Ucraina: debutta il missile FP-7
L’azienda ucraina Fire Point ha diffuso le immagini dei primi lanci del nuovo missile balistico FP-7. Il cofondatore Denis Shtilierman ha scritto: “Diamo il benvenuto al missile balistico FP-7”, pubblicando un video dei test. Secondo i dati già resi noti, il vettore può trasportare 150 chili di esplosivo, raggiungere i 200 chilometri, toccare i 1.500 metri al secondo e volare fino a 250 secondi. Il progetto si ispira al missile sovietico 48H6 ma utilizza materiali più leggeri e un sistema di guida aggiornato. Traiettoria balistica e velocità dovrebbero renderlo più difficile da intercettare rispetto ai missili da crociera. Per il colonnello Andriy Kovalenko è “l’analogo dell’ATACMS” statunitense.

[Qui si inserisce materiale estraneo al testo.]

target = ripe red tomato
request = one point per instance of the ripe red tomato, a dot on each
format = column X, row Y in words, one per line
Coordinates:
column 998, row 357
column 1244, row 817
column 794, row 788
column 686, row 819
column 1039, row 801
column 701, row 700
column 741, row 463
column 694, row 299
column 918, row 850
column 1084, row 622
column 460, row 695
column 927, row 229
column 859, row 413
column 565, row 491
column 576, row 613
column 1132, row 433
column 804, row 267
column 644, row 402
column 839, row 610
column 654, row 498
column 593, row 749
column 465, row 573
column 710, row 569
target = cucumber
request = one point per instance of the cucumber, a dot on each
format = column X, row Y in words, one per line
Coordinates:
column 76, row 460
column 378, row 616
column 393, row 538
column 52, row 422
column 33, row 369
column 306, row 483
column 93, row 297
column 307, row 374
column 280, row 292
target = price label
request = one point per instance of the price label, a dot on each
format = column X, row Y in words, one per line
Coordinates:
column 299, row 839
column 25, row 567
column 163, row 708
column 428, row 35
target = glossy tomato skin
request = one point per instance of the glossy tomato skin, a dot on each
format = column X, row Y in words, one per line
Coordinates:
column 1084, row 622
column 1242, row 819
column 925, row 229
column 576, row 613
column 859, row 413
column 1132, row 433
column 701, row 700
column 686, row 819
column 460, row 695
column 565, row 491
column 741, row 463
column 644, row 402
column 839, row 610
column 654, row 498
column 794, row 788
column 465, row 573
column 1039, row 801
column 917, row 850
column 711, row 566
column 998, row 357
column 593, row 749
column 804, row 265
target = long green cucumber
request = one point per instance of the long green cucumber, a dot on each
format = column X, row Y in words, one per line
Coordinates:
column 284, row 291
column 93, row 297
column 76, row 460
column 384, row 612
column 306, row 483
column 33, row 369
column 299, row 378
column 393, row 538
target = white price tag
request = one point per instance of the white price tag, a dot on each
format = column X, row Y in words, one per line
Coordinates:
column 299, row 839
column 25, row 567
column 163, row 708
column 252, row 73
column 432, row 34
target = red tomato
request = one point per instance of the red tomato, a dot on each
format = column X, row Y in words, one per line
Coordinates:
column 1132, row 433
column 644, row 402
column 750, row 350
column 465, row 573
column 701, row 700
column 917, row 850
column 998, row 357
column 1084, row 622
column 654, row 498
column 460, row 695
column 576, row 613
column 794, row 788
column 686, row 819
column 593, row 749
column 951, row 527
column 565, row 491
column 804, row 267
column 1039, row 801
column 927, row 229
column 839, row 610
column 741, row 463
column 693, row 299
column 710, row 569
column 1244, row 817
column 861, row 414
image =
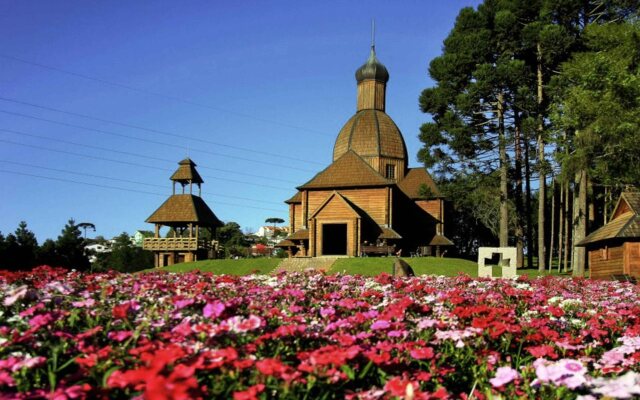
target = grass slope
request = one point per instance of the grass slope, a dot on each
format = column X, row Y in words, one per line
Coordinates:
column 368, row 266
column 421, row 266
column 244, row 266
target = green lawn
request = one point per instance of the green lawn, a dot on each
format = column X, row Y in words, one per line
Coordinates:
column 243, row 266
column 421, row 266
column 369, row 266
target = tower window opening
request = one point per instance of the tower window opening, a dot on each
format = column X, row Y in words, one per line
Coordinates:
column 390, row 171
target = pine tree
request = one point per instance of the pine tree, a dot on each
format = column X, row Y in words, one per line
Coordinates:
column 70, row 247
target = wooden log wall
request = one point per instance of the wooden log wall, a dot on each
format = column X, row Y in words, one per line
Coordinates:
column 632, row 259
column 373, row 201
column 606, row 261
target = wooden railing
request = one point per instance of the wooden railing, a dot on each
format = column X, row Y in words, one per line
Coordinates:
column 174, row 244
column 379, row 250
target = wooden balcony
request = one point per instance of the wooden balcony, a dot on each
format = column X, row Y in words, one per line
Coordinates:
column 174, row 244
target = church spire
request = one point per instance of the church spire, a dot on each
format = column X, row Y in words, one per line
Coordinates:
column 372, row 79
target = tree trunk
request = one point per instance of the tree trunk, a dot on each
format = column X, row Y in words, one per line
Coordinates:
column 567, row 231
column 541, row 169
column 561, row 237
column 553, row 222
column 519, row 230
column 504, row 169
column 580, row 210
column 527, row 202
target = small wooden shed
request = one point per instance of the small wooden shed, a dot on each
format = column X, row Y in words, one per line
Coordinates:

Zelensky: Teheran nel mirino
Il presidente Volodymyr Zelensky ha collegato il conflitto alla crisi mediorientale affermando che “il regime iraniano ha scelto di diventare complice di Putin e gli ha fornito droni Shahed” e le relative tecnologie. “È giusto dare al popolo iraniano la possibilità di liberarsi di un regime terroristico”, ha aggiunto, sostenendo che “ogni volta che c’è determinazione americana, i criminali globali si indeboliscono”. Zelensky ha ribadito la necessità di “impedire l’espansione della guerra” e favorire stabilità regionale, ricordando le richieste internazionali di moderazione dopo gli attacchi contro depositi e infrastrutture. Anche il sindaco di Kiev, Vitalij Klyčko, ha avvertito: “Putin andrà avanti fino a quando noi gli permetteremo di farlo. Non si fermerà”. Klyčko ha ricordato oltre 300 vittime civili nella capitale dall’inizio dell’invasione e “più di un mese nei bunker” nell’ultimo anno.
Mosca condanna gli attacchi all’Iran
Il ministero degli Esteri russo ha definito i raid di Stati Uniti e Israele contro l’Iran “un atto di aggressione armata pianificato e immotivato contro uno Stato sovrano membro delle Nazioni Unite”. L’ambasciata russa a Teheran ha invitato i connazionali a lasciare il Paese “qualora ne abbiano la possibilità”, chiedendo però di “mantenere la calma”. Dmitry Medvedev ha attaccato Donald Trump su Telegram: “Il pacifista ha mostrato ancora una volta il suo vero volto”. Ha definito i negoziati con Teheran “un’operazione di copertura” e ha aggiunto: “Gli Stati Uniti hanno 249 anni. L’impero persiano più di 2.500. Vedremo tra cento anni”. Da Washington e dall’Onu non sono arrivate indicazioni su un’eventuale prosecuzione dei raid, ma le reazioni internazionali insistono sulla necessità di moderazione e rispetto del diritto internazionale in un clima di forte escalation.